Ainda que não seja fácil provar que o uso de aminoglicosídeos por parte dos indivíduos portadores da mutação genética ajude a ampliar a suscetibilidade à surdez, reforça a professora Edi Sartorato, existem pistas que indicam para essa possibilidade. Ela cita o caso de um paciente que a procurou apresentando um quadro de surdez súbita. Ao analisar o histórico dessa pessoa, que era portadora da mutação genética, a cientista descobriu que ela havia utilizado um medicamento administrado pela via nasal que continha aminoglicosídeos em sua formulação. “Não é possível assegurar com 100% de certeza que essa tenha sido a causa da surdez súbita, mas seria muita coincidência. Por isso é importante que continuemos investigando essas possíveis interações, pois assim poderemos orientar os indivíduos que sejam portadores desse tipo de mutação genética a fazer uso de forma controlada e excepcional desse grupo de antibióticos”, pondera.

A literatura, informa a pesquisadora do CBMEG, já estabeleceu a correlação entre um determinado tipo de mutação genética, a A1555G, e o uso de aminoglicosídeos no que se refere ao surgimento da surdez. Tal mutação, acrescenta a professora Edi Sartorato, é relativamente freqüente na população mundial. Na Europa, por exemplo, ela está presente em um de cada 500 indivíduos. “No Brasil, ela tem menor importância. Entretanto, aqui nós temos identificado outra mutação, a A827G, que parece ser mais freqüente em nossa população.

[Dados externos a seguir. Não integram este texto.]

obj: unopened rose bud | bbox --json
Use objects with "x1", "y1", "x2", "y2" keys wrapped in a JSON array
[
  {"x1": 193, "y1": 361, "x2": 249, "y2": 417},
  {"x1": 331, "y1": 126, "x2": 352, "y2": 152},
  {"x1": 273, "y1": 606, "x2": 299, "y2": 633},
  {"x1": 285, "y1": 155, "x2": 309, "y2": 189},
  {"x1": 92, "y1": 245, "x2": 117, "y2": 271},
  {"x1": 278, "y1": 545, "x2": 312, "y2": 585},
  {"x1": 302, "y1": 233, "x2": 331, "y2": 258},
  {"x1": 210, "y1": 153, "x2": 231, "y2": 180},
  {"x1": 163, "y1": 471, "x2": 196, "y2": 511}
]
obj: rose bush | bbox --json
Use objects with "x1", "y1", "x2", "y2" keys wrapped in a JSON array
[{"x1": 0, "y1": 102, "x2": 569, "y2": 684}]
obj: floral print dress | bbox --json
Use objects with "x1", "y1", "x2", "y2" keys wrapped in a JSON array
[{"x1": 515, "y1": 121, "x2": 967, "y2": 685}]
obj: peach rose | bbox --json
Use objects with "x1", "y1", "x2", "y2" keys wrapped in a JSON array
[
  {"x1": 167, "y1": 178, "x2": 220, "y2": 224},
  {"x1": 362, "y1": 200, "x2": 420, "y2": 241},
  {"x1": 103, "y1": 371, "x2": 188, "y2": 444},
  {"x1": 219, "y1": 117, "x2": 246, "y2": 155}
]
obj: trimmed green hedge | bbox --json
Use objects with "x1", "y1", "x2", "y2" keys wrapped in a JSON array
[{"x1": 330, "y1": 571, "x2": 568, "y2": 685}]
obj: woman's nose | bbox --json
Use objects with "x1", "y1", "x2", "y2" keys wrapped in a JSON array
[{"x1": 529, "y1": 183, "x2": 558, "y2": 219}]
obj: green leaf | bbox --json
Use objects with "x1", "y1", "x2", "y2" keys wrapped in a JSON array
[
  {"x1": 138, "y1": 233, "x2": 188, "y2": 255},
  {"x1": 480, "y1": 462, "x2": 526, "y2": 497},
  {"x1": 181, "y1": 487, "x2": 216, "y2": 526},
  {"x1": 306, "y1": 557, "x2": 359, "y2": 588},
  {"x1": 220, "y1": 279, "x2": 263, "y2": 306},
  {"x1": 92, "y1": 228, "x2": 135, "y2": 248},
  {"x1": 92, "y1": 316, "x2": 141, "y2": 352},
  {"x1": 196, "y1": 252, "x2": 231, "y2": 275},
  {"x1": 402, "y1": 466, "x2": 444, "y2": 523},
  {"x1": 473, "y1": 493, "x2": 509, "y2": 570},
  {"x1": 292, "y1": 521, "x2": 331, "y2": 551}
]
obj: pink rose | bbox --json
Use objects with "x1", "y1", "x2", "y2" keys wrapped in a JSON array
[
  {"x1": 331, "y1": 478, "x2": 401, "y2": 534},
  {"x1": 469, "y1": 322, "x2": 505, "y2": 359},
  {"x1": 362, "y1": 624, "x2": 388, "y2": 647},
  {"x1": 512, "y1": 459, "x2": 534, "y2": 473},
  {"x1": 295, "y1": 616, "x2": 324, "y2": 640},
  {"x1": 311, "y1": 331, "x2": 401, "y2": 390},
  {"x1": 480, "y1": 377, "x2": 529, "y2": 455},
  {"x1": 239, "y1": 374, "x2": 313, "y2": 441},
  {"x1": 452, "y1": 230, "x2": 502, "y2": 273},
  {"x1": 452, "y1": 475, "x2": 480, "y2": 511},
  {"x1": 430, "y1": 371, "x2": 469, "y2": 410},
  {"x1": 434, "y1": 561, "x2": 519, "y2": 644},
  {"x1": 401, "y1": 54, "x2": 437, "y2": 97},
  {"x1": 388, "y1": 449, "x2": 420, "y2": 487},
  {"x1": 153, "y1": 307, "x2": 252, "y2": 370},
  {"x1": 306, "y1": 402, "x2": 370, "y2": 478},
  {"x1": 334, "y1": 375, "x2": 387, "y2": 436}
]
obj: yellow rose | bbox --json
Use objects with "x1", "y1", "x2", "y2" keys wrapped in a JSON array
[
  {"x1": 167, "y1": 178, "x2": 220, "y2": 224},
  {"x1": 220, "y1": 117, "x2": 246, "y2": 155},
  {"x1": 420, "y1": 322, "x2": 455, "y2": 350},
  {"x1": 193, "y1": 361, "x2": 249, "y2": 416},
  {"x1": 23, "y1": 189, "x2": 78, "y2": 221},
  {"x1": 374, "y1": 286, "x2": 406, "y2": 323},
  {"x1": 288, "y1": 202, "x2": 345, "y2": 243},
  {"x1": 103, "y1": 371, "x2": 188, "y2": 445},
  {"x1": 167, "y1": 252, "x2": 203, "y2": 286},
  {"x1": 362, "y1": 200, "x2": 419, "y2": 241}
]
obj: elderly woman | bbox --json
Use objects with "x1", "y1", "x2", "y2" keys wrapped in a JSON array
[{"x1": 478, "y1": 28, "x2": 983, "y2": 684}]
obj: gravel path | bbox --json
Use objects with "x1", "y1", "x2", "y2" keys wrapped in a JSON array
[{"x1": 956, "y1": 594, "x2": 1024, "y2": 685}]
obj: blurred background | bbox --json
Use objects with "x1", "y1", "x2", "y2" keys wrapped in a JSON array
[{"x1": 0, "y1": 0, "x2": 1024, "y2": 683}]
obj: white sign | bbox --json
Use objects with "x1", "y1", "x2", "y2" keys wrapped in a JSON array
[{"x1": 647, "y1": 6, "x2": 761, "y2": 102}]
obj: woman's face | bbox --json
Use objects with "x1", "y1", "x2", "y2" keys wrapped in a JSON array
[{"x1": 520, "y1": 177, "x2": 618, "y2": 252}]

Vamos iniciar uma pesquisa com pessoas com audição normal para checar em que nível está essa incidência”, adianta.

De acordo com ela, esse tipo de pesquisa é fundamental, pois a população brasileira é única, tendo em vista a sua herança genética. “Nossas mitocôndrias não são, evidentemente, européias. Nossa origem é mais africana. A mutação A1555G, por exemplo, foi descrita em chineses. Ou seja, é indispensável que identifiquemos como os brasileiros se comportam em relação a essas questões, visto que temos nossas especificidades genéticas”. Atualmente, prossegue a professora Edi Sartorato, o laboratório coordenado por ela faz, de forma rotineira, diagnósticos de variadas doenças genéticas. Uma delas é a Neuropatia Ótica Hereditária de Leber, atividade que vem sendo desenvolvida em colaboração com a professora Andréa Trevas Maciel-Guerra, da Faculdade de Ciências Médicas (FCM) da própria Unicamp.

Recentemente, aliás, a imprensa divulgou o caso de uma família brasileira, moradora do Espírito Santo, composta por cerca de 300 indivíduos. Vários deles apresentam uma mutação genética que os tornam suscetíveis à doença de Leber. Ocorre que o caso está sendo estudado por cientistas estrangeiros, em razão de os exames genéticos terem sido remetidos pelos médicos para centros de diagnóstico do exterior. “Isso me surpreendeu muito, uma vez que fazemos esse tipo de diagnóstico rotineiramente em nosso laboratório, a um custo extremamente baixo. Uma das conseqüências de um caso como esse é que estamos perdendo a chance de pesquisar e de publicar os resultados das investigações, além é claro de ajudar no tratamento dessas pessoas”, lamenta a professora Edi Sartorato.